Chaque icône a la fraîcheur d’une rencontre

vierge_au_lysLa plus vieille icône sur verre est mentionnée en 1703, à Sacadate, région de Sibiu. C’est Saint-Georges. Chaque maison avait sa galerie d’icônes bien serrées les unes contre les autres, pour attirer la protection des saints… Avec Erik, Alain, Marie-Paule et d’autres, nous avons visité un jour, au cours d’un voyage pour IVI en Roumanie, un musée d’icônes sur verre à Sibiel où certaines nous ont été présentées comme miraculeuses.

Ce qui m’a le plus touchée, dans les icônes sur verre de Roumanie, c’est la liberté d’inspiration, d’exécution, les couleurs joyeuses, la représentation des végétaux, la sincérité, l’intégration de détails du quotidien. En fait, elles ont la fraîcheur d’un témoignage, d’une rencontre ; chacune est une profession de foi : un état des lieux et une invitation à être transformé par cet invisible en présence duquel on travaille. Leur naïveté, leur simplicité, parfois leur maladresse rappellent la force primitive des ex-voto.

Dès mon retour, j’ai essayé : à la place du sirop d’encre de Chine, j’ai opté pour les feutres modernes d’Amélie et la suie de ma cheminée diluée à la colle de peau, puis pour des pigments végétaux et pour les pigments Sénelier des icônes de plantes réalisées sur bois - pour redonner à la nature sa dimension sacrée. Je les ai dilués avec du jaune d’œuf. J’ai renoncé à la couche de peinture à l’huile du fond, à la fin, car c’est trop long à sécher. Parfois j’applique une feuille d’argent, de cuivre ou d’or sur le fond.

Travailler librement

Au début, je faisais un calque des modèles que je voulais peindre sur verre pour que le modèle reste dans le sens traditionnel. Puis j’ai fait comme les peintres roumains : j’ai travaillé librement et représenté ce qui me tenait à cœur : l’arrivée des Saintes Maries de la Mer aux Saintes, la rencontre d’Anne et Joachim à la Porte Dorée, des moments de l’Apocalypse, beaucoup de crèches, de Scènes et de Vierges pour m’approcher de sa perfection, de sa tendresse, de sa légèreté.  saintes-maries

Le miracle, pour moi, dans mon atelier de Saint-Hippolyte-du-Fort (Cévennes), c’est de pouvoir transmettre cette relation au merveilleux à tous les visiteurs et de voir leur joie de rentrer chez eux, après deux heures de travail intensif, avec l’icône du saint qui leur parle.

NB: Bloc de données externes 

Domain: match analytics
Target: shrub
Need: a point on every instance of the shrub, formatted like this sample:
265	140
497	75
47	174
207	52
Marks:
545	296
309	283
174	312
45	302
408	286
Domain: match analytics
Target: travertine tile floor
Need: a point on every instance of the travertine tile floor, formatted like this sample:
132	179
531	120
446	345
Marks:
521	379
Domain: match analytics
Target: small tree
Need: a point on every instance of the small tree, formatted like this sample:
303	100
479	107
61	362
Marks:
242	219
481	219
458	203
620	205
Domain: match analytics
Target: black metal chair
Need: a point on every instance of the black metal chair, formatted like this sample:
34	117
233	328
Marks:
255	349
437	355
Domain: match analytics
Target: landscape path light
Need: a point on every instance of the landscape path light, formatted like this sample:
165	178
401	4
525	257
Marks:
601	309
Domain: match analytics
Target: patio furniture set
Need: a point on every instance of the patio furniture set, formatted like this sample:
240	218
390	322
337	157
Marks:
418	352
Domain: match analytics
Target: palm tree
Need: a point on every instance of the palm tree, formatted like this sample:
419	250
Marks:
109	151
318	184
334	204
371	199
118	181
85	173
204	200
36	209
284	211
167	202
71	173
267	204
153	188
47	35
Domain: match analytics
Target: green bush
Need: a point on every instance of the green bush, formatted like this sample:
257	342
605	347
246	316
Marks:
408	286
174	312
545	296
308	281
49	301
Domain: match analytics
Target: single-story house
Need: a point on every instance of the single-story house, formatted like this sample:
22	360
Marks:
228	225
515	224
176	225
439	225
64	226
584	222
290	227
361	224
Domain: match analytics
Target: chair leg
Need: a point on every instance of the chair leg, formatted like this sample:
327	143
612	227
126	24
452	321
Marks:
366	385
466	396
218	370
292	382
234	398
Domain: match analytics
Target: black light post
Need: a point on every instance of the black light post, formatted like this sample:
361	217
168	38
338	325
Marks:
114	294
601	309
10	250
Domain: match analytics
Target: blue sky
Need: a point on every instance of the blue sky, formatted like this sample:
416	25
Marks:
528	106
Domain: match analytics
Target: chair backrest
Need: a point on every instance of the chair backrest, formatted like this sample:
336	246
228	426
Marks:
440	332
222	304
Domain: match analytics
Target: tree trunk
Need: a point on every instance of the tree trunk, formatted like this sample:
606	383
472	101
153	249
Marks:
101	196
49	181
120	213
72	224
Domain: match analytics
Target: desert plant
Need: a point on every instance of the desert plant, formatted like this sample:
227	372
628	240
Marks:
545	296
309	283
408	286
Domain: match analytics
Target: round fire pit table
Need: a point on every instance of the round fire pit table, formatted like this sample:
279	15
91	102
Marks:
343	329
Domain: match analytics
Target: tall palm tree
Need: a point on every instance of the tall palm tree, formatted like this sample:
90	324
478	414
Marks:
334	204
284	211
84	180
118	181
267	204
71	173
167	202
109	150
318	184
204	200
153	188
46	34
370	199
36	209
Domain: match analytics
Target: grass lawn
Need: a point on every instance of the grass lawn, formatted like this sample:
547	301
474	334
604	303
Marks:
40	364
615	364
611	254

C’est aussi m’être reliée à l’histoire de l’art depuis l’Antiquité. Déjà pratiquée en Assyrie et en Phénicie, à Byzance au IVème siècle, la peinture sur verre a été introduite à Venise au Moyen-Age et développée à Murano. On la retrouve en Irak, en Perse, en Chine en 1830, au Japon, au Sénégal. Aux alentours de 1912, Kandinsky peint à l’eau et à l’encre de Chine 31 fixés sous-verre dont Le Jugement dernier. Elle est toujours pratiquée en Pologne, en Autriche, en Allemagne, en Ukraine... 

Antique, savante, populaire, religieuse,  la peinture sur verre fait voyager...

Corine

 

L’exposition d’icônes présentée au Centre d’Invitation à la Vie au mois de novembre rassemble les œuvres de quatre peintres interprètes à leur manière de l’art des icônes sur verre : Dominique N., Nicole R., Sylvie D. et Corine de R.